Victor Barthe was an artist, antique dealer and theatrical designer. In the 1881 census he gave his birthplace as France, but it is also recorded as Russia. He married an English girl, Charlotte (b. ca 1839) from Marsden, Yorkshire, and they had a daughter, Clementine (b. ca 1869).
Barthe fought as a Zouave in Algeria and with the Confederate Army in the American Civil War.
After his marriage he settled at 4 Limerston Street in London and made a living making period costume for the theatre and for artists' models. He built a studio in the back garden and in 1872 began to hold evening life classes.
Barthe's life class had 300 students in its first four years. They included George Moore, Oliver Brown, Whistler and the two Greaves brothers, although the latter three did not attend regularly. James E. Christie, another student, recalled: 'It was amusing to watch the movements of the trio when they came into the studio (always late). The curtain that hung in front of the door would suddenly be pulled back by one of the Greaves, and a trim, prim little man, with a bright, merry eye, would step in with 'Good evening,' cheerfully said to the whole studio... then in the most careful way he arranged his materials, and sat down... There was a sort of tacit understanding that his and their studies should not be subjected to the rude gaze of the general... The trio packed up, and left before the others always.' Among the models at the life class was Mary Lewis, a cockney.
According to Pocock, Barthe sold Whistler some tapestry, but was not paid and so he went to collect his money at Lindsey Row: 'Upstairs, I find him, before a little picture, painting, and behind him ze bruzzers Greaves holding candle. And Vistlaire he say, 'You ze very man I vant; hold a candle!' And I hold a candle. And Vistlaire he paint and he paint and zen he take ze picture and ... he drive off ''
Barthe provided costumes for for the Court Theatre in 1880 and for such plays as Shakespeares' Merchant of Venice at Oxford in 1885. His stock of historical costumes was sold by Boreham and Co. when he retired in 1894.
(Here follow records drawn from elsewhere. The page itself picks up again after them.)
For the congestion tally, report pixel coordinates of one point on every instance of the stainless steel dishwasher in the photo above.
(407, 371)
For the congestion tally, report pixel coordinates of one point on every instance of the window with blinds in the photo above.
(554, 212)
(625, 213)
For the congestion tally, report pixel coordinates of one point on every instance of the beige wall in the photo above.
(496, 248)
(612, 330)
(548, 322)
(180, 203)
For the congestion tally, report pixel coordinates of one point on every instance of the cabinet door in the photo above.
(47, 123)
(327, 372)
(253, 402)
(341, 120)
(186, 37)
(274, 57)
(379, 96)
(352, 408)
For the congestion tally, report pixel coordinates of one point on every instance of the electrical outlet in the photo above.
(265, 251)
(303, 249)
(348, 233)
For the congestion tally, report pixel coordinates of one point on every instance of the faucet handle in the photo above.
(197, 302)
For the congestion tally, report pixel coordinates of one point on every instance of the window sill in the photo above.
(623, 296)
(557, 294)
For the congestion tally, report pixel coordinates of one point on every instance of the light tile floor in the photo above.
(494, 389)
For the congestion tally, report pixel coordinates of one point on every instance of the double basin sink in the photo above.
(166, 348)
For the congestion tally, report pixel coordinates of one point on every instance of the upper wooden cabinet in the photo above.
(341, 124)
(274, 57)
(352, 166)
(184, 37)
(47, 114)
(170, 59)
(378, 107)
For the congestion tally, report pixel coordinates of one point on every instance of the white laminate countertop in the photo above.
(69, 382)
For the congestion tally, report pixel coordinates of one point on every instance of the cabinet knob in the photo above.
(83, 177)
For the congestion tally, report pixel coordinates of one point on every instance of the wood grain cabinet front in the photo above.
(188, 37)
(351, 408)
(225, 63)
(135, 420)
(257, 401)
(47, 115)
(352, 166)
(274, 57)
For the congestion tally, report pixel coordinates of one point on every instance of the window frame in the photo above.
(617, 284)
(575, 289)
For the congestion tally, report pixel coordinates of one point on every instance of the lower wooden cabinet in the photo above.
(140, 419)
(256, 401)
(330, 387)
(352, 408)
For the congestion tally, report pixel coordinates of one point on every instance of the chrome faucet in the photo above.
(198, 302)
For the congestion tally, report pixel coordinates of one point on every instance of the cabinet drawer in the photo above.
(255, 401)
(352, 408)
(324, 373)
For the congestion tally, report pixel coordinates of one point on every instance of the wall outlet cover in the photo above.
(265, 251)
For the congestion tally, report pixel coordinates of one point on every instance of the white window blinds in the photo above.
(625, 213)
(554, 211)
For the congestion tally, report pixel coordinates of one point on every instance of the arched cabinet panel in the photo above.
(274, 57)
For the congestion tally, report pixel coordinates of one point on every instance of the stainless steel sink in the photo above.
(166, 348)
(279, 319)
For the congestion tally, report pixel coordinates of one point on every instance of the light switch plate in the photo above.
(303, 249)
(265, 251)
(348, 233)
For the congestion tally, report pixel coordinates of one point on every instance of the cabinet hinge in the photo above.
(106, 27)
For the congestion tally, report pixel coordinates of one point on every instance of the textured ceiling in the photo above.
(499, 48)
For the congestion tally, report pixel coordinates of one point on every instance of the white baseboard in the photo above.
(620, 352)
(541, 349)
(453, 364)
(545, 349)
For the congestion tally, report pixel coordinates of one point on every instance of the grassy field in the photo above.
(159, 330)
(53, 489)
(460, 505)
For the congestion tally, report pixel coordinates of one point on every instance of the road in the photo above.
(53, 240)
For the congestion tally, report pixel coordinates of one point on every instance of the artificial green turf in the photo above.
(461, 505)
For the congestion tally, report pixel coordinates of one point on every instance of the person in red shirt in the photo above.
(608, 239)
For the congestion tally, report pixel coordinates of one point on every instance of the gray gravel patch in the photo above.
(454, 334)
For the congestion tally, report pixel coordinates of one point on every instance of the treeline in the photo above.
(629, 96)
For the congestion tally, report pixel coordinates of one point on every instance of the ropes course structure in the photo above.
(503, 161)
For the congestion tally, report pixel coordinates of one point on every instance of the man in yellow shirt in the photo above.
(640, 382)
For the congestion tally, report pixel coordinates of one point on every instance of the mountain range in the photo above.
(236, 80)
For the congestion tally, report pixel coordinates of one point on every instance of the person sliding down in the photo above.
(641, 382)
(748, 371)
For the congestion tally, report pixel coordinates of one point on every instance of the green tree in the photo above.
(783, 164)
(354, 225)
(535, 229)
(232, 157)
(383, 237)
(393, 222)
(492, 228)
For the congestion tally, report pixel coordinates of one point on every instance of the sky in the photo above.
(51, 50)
The Times, London, 12 October 1880, p. 8, 14 May 1885, p. 8, 27 January 1894, p. 15; UK census 1881; Pennell, Elizabeth Robins, and Joseph Pennell, The Life of James McNeill Whistler, 2 vols, London and Philadelphia, 1908 , p. 108; Pocock, Tom, Chelsea Reach: The Brutal Friendship of Whistler and Walter Greaves, London, 1970.
Margaret F. MacDonald, Grischka Petri, Meg Hausberg, and Joanna Meacock, James McNeill Whistler: The Etchings, a catalogue raisonné, University of Glasgow, 2012, website.